Stock Market: Waiting for the Other Shoe to Drop

With stock indices hitting record highs and the bull market continuing its seven-and-a-half year run, you might expect investment gurus to be content and happy. But nothing is ever straightforward in the investment world. Some analysts are beginning to worry that things might just be too good to last much longer. Here are some of the key factors that are driving the markets.

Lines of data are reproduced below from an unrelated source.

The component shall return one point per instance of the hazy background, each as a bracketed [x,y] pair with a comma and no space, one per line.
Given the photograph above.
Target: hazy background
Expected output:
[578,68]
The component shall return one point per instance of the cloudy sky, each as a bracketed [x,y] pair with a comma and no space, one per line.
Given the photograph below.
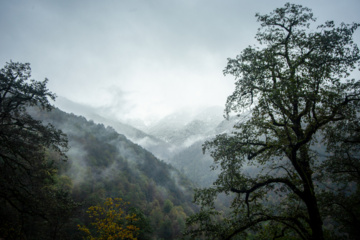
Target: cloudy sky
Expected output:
[140,58]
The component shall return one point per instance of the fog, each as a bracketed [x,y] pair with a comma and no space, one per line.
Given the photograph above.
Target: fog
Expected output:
[140,59]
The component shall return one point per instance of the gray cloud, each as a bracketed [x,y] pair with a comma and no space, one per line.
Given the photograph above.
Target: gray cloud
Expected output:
[162,54]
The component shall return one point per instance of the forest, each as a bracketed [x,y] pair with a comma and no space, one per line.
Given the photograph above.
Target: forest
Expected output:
[288,168]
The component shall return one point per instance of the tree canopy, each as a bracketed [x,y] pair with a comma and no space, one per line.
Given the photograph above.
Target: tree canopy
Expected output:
[29,151]
[301,135]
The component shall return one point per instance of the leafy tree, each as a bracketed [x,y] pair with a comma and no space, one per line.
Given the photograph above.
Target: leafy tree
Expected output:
[111,221]
[302,135]
[27,171]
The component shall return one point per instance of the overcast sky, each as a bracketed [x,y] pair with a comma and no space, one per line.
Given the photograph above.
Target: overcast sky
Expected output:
[140,58]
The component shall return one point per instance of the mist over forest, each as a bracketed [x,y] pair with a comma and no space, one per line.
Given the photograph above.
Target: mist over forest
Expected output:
[131,141]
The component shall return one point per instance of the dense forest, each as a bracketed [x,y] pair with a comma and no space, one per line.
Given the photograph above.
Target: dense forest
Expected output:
[285,163]
[57,165]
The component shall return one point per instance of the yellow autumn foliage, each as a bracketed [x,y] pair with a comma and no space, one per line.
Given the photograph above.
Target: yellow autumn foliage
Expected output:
[111,221]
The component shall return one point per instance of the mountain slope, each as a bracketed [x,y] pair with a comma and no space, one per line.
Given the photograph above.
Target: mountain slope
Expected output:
[103,163]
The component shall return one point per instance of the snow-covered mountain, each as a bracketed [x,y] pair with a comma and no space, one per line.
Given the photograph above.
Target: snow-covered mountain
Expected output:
[176,139]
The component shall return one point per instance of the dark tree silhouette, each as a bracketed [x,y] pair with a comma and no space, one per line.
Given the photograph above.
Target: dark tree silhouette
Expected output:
[298,135]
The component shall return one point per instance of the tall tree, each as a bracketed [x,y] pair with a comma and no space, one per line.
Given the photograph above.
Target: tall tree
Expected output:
[27,186]
[302,134]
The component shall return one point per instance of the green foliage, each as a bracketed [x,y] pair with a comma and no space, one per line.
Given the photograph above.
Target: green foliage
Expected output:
[103,164]
[32,200]
[297,87]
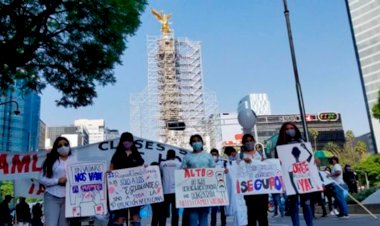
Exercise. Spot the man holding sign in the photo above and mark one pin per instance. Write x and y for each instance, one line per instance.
(300, 173)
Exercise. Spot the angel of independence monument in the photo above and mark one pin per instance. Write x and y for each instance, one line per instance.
(174, 105)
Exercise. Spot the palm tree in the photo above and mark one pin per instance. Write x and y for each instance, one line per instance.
(314, 134)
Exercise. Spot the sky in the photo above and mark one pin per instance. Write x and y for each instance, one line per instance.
(245, 49)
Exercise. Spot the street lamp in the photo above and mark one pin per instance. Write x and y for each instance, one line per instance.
(298, 84)
(17, 111)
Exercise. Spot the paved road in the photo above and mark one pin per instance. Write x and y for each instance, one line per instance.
(354, 220)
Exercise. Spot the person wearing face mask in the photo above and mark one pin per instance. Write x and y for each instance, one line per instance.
(197, 159)
(126, 156)
(257, 205)
(219, 164)
(53, 177)
(289, 134)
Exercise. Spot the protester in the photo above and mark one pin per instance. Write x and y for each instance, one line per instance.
(257, 205)
(350, 178)
(289, 133)
(23, 217)
(126, 156)
(54, 179)
(168, 168)
(339, 187)
(37, 215)
(5, 211)
(231, 153)
(214, 210)
(197, 159)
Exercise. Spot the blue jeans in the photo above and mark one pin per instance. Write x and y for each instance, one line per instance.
(339, 195)
(198, 216)
(306, 209)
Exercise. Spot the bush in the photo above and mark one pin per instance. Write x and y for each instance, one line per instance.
(361, 195)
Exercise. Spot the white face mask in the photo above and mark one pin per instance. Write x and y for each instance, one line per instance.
(64, 150)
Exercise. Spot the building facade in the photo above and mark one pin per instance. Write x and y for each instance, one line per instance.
(365, 26)
(19, 121)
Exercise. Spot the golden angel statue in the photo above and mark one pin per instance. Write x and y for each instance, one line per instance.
(163, 19)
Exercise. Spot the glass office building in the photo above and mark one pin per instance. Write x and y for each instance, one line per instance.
(364, 18)
(19, 132)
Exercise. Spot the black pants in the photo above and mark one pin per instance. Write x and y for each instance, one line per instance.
(257, 209)
(158, 216)
(170, 205)
(214, 211)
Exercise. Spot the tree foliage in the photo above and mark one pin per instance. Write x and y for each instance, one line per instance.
(72, 45)
(376, 107)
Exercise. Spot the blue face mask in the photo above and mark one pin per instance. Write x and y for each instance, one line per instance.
(197, 146)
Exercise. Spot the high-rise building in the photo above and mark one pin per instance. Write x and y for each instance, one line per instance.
(95, 128)
(258, 102)
(365, 26)
(19, 120)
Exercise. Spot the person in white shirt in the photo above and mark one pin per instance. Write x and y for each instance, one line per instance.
(339, 186)
(168, 168)
(54, 179)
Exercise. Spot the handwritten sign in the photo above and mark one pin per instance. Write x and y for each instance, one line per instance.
(299, 170)
(86, 189)
(136, 186)
(200, 187)
(259, 177)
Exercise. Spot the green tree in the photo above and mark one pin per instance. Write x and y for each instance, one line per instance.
(333, 148)
(371, 166)
(376, 107)
(314, 134)
(360, 149)
(72, 45)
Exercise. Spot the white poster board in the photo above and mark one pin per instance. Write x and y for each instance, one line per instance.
(299, 169)
(135, 186)
(200, 187)
(86, 189)
(259, 177)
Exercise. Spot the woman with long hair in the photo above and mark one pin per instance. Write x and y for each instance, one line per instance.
(290, 134)
(54, 179)
(197, 159)
(126, 156)
(257, 205)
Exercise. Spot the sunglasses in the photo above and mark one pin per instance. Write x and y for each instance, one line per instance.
(61, 145)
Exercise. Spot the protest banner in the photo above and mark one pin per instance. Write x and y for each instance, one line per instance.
(298, 167)
(259, 177)
(200, 187)
(25, 166)
(135, 186)
(86, 189)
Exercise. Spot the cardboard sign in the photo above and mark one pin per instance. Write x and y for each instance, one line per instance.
(259, 177)
(86, 189)
(136, 186)
(299, 170)
(200, 187)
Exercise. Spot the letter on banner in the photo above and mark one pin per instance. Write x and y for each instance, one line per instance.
(134, 187)
(299, 170)
(259, 177)
(200, 187)
(86, 189)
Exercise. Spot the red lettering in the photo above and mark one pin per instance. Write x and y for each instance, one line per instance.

Mature Market and Elevated P/E Ratios

The fact that the bull market has lasted this long – to become the second oldest bull market ever – makes some commentators believe we are due for a reversal. Stocks are considered to be expensive. Many analysts use a price to earnings ratio known as the Shiller P/E ratio to determine when stocks may have reached inflated prices and a bubble may be in the making. Using the Shiller measuring tool, which looks at stock prices against 10 years of averaged corporate earnings, P/E ratios reached 27.3 in August. Many analysts think that any P/E ratio of 27 (or more) suggests a meaningful correction is on the horizon, and that when stock prices become this expensive (on a P/E basis), that there is a real possibility of a reversal. This being said, bear in mind that elevated P/E ratings are regarded as a warning of elevated risk, not as a call to immediate action.

Positive Economic Data

Despite the general handwringing, there has been good news in the manufacturing sector. New orders for manufactured capital goods rose in July for the second month in a row – a sign that business spending is beginning to rebound. Winners in the manufacturing sector included machinery, primary metals, fabricated metal products, computers and electronics. However, economists are forecasting tepid growth for U.S. business investment in general in the third quarter, citing the uncertainty created by Brexit and the lead up to the Nov. 8 presidential elections. Demand for durable goods was brisk in July with orders increasing 4.4 percent. Inventories also increased in July, following a dismal six-month decline. In the labor market, the news was positive, too. Weekly jobless claim benefits have been below 300,000 (a benchmark associated with a healthy labor market) for an impressive 77 consecutive weeks.

Wild Cards

Several factors could hurt the markets.

  • In the race for the White House, pundits are expecting Clinton to win. If the race narrows and a victory for Trump looks possible, the markets probably would react adversely. Wall Street is leery of a Trump presidency, fearing it might unleash trade wars and economic and political instability.
  • The investment community currently expects an interest rate increase no sooner than December. If during the Jackson Hole Meeting in late August, Federal Reserve Chairwoman Janet Yellen hints that an increase might come sooner, the markets might react badly.
  • The rally in oil prices was welcome news, but now industry observers are worried that the uptick might not continue. When oil is below $40 per barrel, the impact on a multitude of oil- and gas-related businesses is significant.

The commentary above is general in nature and is not intended to replace advice from expert tax and investment professionals.